As we see above, the population 0 refers to Antarctica and population of 7 billion from a row related to the whole world. Next, we will recalculate the summary statistics excluding the row for the whole world.

## Recalculating Summary Statistics Removing the Total World Row

In [30]:
%%sql
SELECT MIN(population) AS min_pop, MAX(population) AS max_pop, 
MIN(population_growth) AS min_pop_gr, MAX(population_growth) as max_pop_gr
  FROM facts
 WHERE name <> 'World'

 * sqlite:///factbook.db
Done.


min_pop,max_pop,min_pop_gr,max_pop_gr
0,1367485388,0.0,4.02


In [27]:
%%sql
SELECT ROUND(AVG(population), 2) AS avg_pop, ROUND(AVG(area), 2) AS avg_area
  FROM facts
 WHERE name != 'World'

 * sqlite:///factbook.db
Done.


avg_pop,avg_area
32242666.57,555093.55


Now, the country with the largest population has 1 billion people, what seems to make sense.

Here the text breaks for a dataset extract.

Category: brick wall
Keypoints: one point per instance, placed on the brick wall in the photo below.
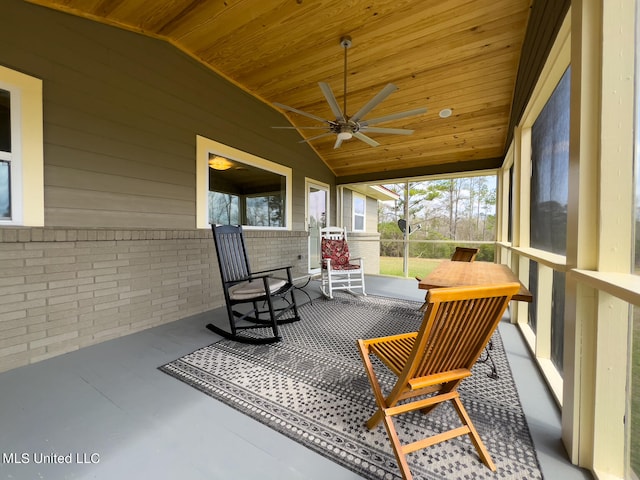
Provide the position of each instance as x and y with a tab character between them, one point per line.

## Find Countries with Population Above Average and Area Below Average

In [34]:
%%sql
SELECT *
  FROM facts
 WHERE population > (SELECT AVG(population) FROM facts WHERE name <> 'World') 
   AND area < (SELECT AVG(area) FROM facts WHERE name != 'World')
 ORDER BY population DESC;

 * sqlite:///factbook.db
Done.


id,code,name,area,area_land,area_water,population,population_growth,birth_rate,death_rate,migration_rate
14,bg,Bangladesh,148460,130170,18290,168957745,1.6,21.14,5.61,0.46
85,ja,Japan,377915,364485,13430,126919659,0.16,7.93,9.51,0.0
138,rp,Philippines,300000,298170,1830,100998376,1.61,24.27,6.11,2.09
192,vm,Vietnam,331210,310070,21140,94348835,0.97,15.96,5.93,0.3
65,gm,Germany,357022,348672,8350,80854408,0.17,8.47,11.42,1.24
173,th,Thailand,513120,510890,2230,67976405,0.34,11.19,7.8,0.0
185,uk,United Kingdom,243610,241930,1680,64088222,0.54,12.17,9.35,2.54
83,it,Italy,301340,294140,7200,61855120,0.27,8.74,10.19,4.1
91,ks,"Korea, South",99720,96920,2800,49115196,0.14,8.19,6.75,0.0
163,sp,Spain,505370,498980,6390,48146134,0.89,9.64,9.04,8.31


## Countries with the Largest Population and the ones with the Highest Growth Rates

In [37]:
%%sql
SELECT name, population
  FROM facts
  WHERE name <> 'World'
  ORDER BY population DESC
  LIMIT 3;

 * sqlite:///factbook.db
Done.


name,population
China,1367485388
India,1251695584
European Union,513949445


In [38]:
%%sql
SELECT name, population_growth
  FROM facts
  WHERE name <> 'World'
  ORDER BY population_growth DESC
  LIMIT 3;

 * sqlite:///factbook.db
Done.


name,population_growth
South Sudan,4.02
Malawi,3.32
Burundi,3.28


## Countries with the Highest Ratio Between Water and Land

In [41]:
%%sql
SELECT *
  FROM facts
 WHERE name <> 'World' AND area_water / area_land = (SELECT MAX(area_water / area_land) FROM facts)

 * sqlite:///factbook.db
Done.


id,code,name,area,area_land,area_water,population,population_growth,birth_rate,death_rate,migration_rate
228,io,British Indian Ocean Territory,54400,60,54340,,,,,


In [44]:
%%sql
SELECT name, area_water, area_land
  FROM facts
 WHERE area_water > area_land

 * sqlite:///factbook.db
Done.


name,area_water,area_land
British Indian Ocean Territory,54340,60
Virgin Islands,1564,346


## Countries with the Highest Absolute Population Growth Expected for Next Year

In [60]:
%%sql
SELECT name, ROUND(population * population_growth / 100, 2) AS abs_growth_nextyear
  FROM facts
 WHERE name <> 'World'
 ORDER BY abs_growth_nextyear DESC
 LIMIT 5;

 * sqlite:///factbook.db
Done.


name,abs_growth_nextyear
India,15270686.12
China,6153684.25
Nigeria,4448270.37
Pakistan,2906653.37
Ethiopia,2874562.17


## Countries whose Death Rate is Higher than Birth Rate

In [58]:
%%sql
SELECT name, ROUND(death_rate - birth_rate, 2) AS net_death_birth
  FROM facts
 WHERE death_rate > birth_rate
 ORDER BY net_death_birth DESC;

 * sqlite:///factbook.db
Done.


name,net_death_birth
Bulgaria,5.52
Serbia,4.58
Latvia,4.31
Lithuania,4.17
Ukraine,3.74
Hungary,3.57
Germany,2.95
Slovenia,2.95
Romania,2.76
Croatia,2.73


In the table above, we see that many countries in Eastern Europe have death rates that are higher than birth rates.

## Population per Area Ratio

In [59]:
%%sql
SELECT name, population, area, population/area 
 FROM facts
ORDER BY population/area DESC
LIMIT 5;

 * sqlite:///factbook.db
Done.


name,population,area,population/area
Macau,592731,28,21168
Monaco,30535,2,15267
Singapore,5674472,697,8141
Hong Kong,7141106,1108,6445
Gaza Strip,1869055,360,5191


Small countries as Macao and Monaco are the ones with the highest population/area ratio.